I’ve managed a bit of knitting during waiting times at banks/doctors/government offices. One of the Opal Flamingo socks is done and I’m going to cast on for the other the next time I get a few spare moments. I’m still stockpiling knitted dishcloths/washcloths for the apartment, too.

I’ve managed some reading during those waiting times, too. The last thing (or things, actually) was Star Trek’s Crucible trilogy. I loved McCoy’s book (starts just before “The City on the Edge of Forever” and follows two parallel lifetimes, both McCoy’s, one in which history was restored and one in which it wasn’t), really liked Spock’s book, and Kirk’s… well, I sort of wanted to throw it against a wall. Hard.

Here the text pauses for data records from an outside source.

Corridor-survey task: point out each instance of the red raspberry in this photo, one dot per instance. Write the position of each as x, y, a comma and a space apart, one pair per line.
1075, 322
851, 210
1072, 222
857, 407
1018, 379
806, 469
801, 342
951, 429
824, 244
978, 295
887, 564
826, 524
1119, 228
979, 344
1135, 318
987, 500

I’ve been a bad Kay lately, and haven’t replied to e-mails and comments yet. I’ll get to it! I promise. <3

Time to resume running around.

Socks socks socks!

I’ve been doing a lot of sock-knitting this week. Unfortunately, it hasn’t been productive sock-knitting. First I had a too-tight Bordello sock, then I had a too-loose Austrian sock. I cast on for a regular 64-st stockinette sock with my usual 3mm needles, and found out that yep, my gauge has altered enough so that I’m going to have to go down a needle size to 2.75mm for a basic sock. Except that I have no 2.75mm circs, because I’ve never needed any.

The gauge changing, though, that’s a good thing. I’ve always been a tight knitter and am still leaning toward more tight than loose, but I used to have such a deathgrip on my needles that I’d get 8 sts per inch on 3.25mm needles with sport-weight yarn. And for the record, any sort of decrease is hell on wheels when you’re knitting like that. Knitting with lace-weight yarns helped, I believe, because they felt so fragile at first that I was afraid to snap the strands by tugging too hard. Anyhow! So I guess 2.75mm needles for sock-knitting are something closer to average size, and my hands & wrists don’t hurt after half an hour anymore.

Back to the sock mojo. Due to the lack of 2.75mm needles, and also due to the fact that a lovely pink ball of sport-weight Rainforest sock yarn has been sitting in plain view for weeks, I cast on for a pair of basic 56-sts stockinette socks on 3mm needles and the fit is perfect. The density of the knitted fabric pleases me, too. There’s only one less stitch and a couple less rows per inch, but sport-weight socks seem to work up so much faster, don’t they? I just turned the heel on the first of these Flamingo socks and I only started them late yesterday evening.

And while I’m on the subject, the needles I’m using–KnitPicks Classic Circs–just sing. I love them for socks. I have the Options set, which I use almost to the exclusion of any other needles, and I’ve been trying to get more Classic Circs, but the sizes I need haven’t, so far, been available when I’m able to place an order. (I’d love to be able to squeak out one last small order before I move, to get those circs and a copy of Fitted Knits.)

I might be only window-shopping as far as yarn is concerned, but I should mention that WEBS has some fabulous close-out sales on.

I’m probably breaking some law of sock-pr0n, but I’m going to use my STR Lightweight in Downpour to knit a Falling Water scarf–I downloaded the pattern somewhere online and am hoping it’ll show off the lovely subtle yarn colours well.

I’m rambling. There’s one thing I’d love to talk about (design work eee!), and one thing I need to talk about (my inability to allow pride in certain types of accomplishments) but I’m avoiding both for different reasons.

I’m also going to avoid waffling on any longer, and am going back to the Flamingos.